Friday, June 16, 2006

Turning 40

After reading Pat Ford’s ESPN article on Johnny Drennen, I started wondering about destiny and fate. For those of you who do not know, Mr. Drennen is the 19-year-old minor league ball player who took Roger Clemens’ pitch and blasted it over the right field wall. Click here to read Pat Ford’s excellent column.

I recently turned 40, and have discovered the accomplishments of those younger than I am make me raise my eyebrows in a mixture of jealousy, resentment, and admiration all at the same time. On the other hand, while it is heartwarming to think that a 43 year old Clemens can still pitch well in the big leagues, it also makes me wonder what I have done with my life.

When I was 32, I turned my life around significantly. I lost nearly 100 lbs, stopped smoking and ran a half-marathon. I was the picture of “you can do anything you set your mind to do”. Yet 8 years later, I find myself putting on weight, struggling to run 2 miles and wondering what happened to my life; Johnny Drennen helped add fuel to this feeling.

While the a common axiom, “you can do anything you set your mind to,” is true to a certain extent, there really are some things I will never be able to do and one of them is play professional baseball. It is also too late to join the military, become an astronaut, a professional athlete or going to the Olympics, (unless they make video games an Olympic event), as is going back to college and joining a Fraternity.

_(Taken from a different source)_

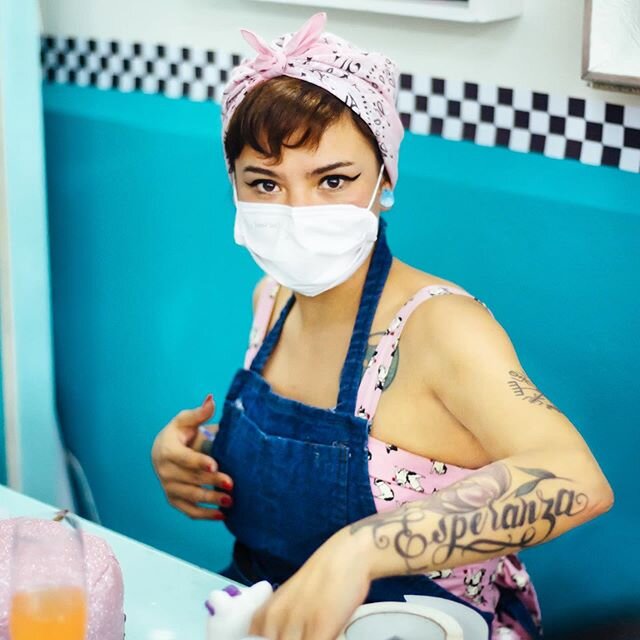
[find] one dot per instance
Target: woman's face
(343, 169)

I imagine most people my age go through this process, and I can accept it as another phase of my life I need to battle through, learn from and then find some kind of happy ground on the other side of this process. Hopefully, I will be able to be happy with my choices when I look back at my life. In the meantime, however, there is some light at the end of the tunnel.

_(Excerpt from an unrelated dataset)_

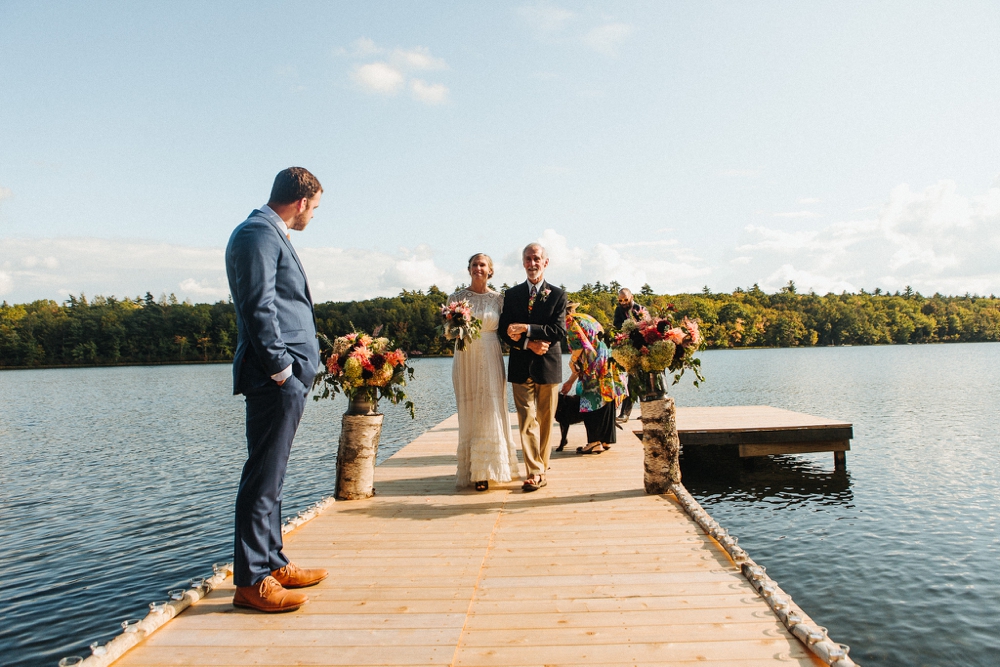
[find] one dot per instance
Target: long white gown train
(486, 448)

For example, J.K. Rowling was 35 when the first Harry Potter book was published. Another author, Anne Perry was in her late 30’s for her first book. I have also recently learned that the average age of New York Times best selling authors between 1955 and 2004 was 50. Click here for the BBC article. There are also several acquaintances of mine that are older than I am and are in great shape and in good places in their life.

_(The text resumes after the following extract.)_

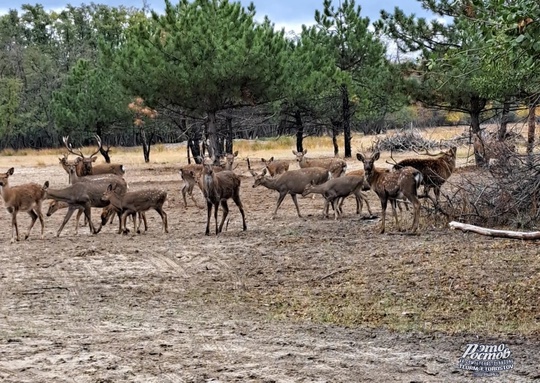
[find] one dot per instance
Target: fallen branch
(494, 233)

40 is not the end of my life, but neither is it the beginning. Would I really want to go back in time and re-live my life? Personally, I will take the person I am today over the person I was 20 years ago. Right now, I need to find a way to motivate myself and focus on what’s important in my life. I need to take my lifetime worth of experiences and make it work for me. I can’t stop the aging process, but I can find ways to make it a bit easier.

For now, all I can do is blow out the candles and move on. Let's hope I start moving in the right direction.

1 comment:

Anonymous said...

Loved this. Turning 40 was traumatic for me, but not the end of the world after all.